Number of unique servers and server versions beneath the websites found in the Discovery scan.

Authenticated Sites Found

Number of websites found that have either HTTP-header or forms-based authentication on the homepage of those websites. These websites are generally considered the higher priority and higher risk websites, because they contain more sensitive user information.

Redirecting Sites Found

Number of websites found that pointed to another website. These websites responded with any of the values in the 300 range.

Unique Sites Found

Number of unique websites found from the Discovery scan. The unique calculation is the most thorough, as it rules out duplicates based on both IP address and DOM hash. This is the best indicator of the total number of websites found in the Discovery scan.

Discovery Result/Coverage Visualizations Graphs

Site Confidence Breakdown

This graph illustrates the confidence that the sites belong to the user's organization. Values High, Highest, and Medium High. A graph with a large percentage of High and Highest indicates that a large percentage of websites might have been unknown to the user and might require investigation.

Sites Contained Within Input IP Ranges

This graph illustrates whether the websites scanned had IP addresses provided by the user. A large percentage of No values might indicate a high number of websites were previously unknown to the user, and might require investigation.

Matching Input Registered Domains

Similar to the previous graph, this graph also indicates whether the websites found by the Discovery scan had any association to domains provided by the user.

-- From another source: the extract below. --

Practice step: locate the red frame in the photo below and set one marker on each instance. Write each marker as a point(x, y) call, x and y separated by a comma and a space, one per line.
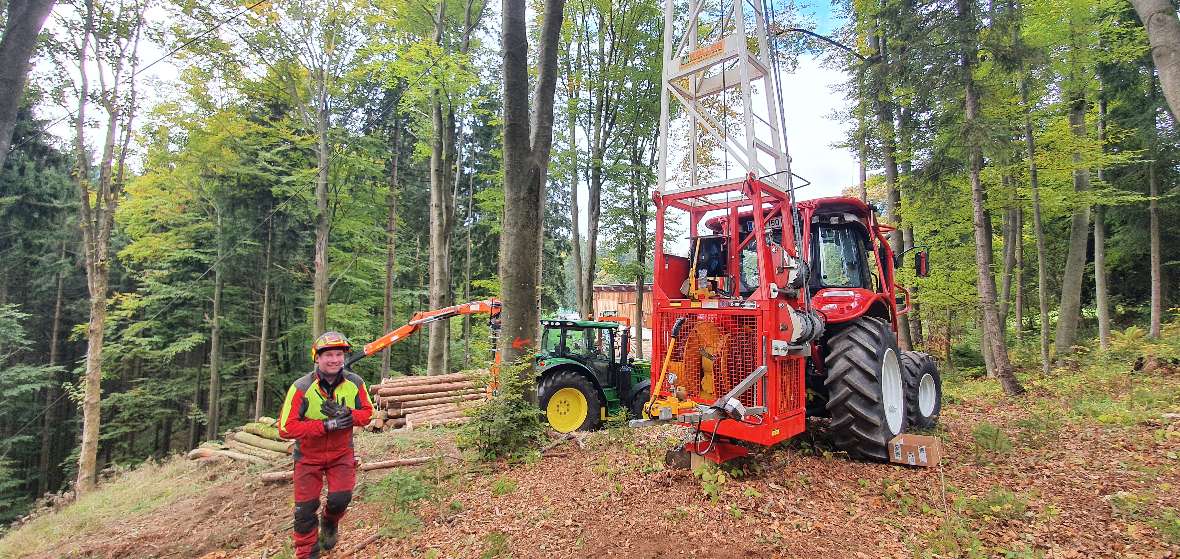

This graph breaks down the domains by match type:

  • Exact Domain Match: percentage of websites found that were domains provided by the user.
  • Host is an IP: percentage of websites found where the hostname is an IP address provided by the user.
  • Sub-domain Match: percentage of websites found that were domains provided by the user.
  • Exact Domain Match: percentage of websites found where the subdomain had a domain name that matched one of the domains provided by the user.
  • No Match: percentage of websites with hostnames that matched none of the domain names provided by the user.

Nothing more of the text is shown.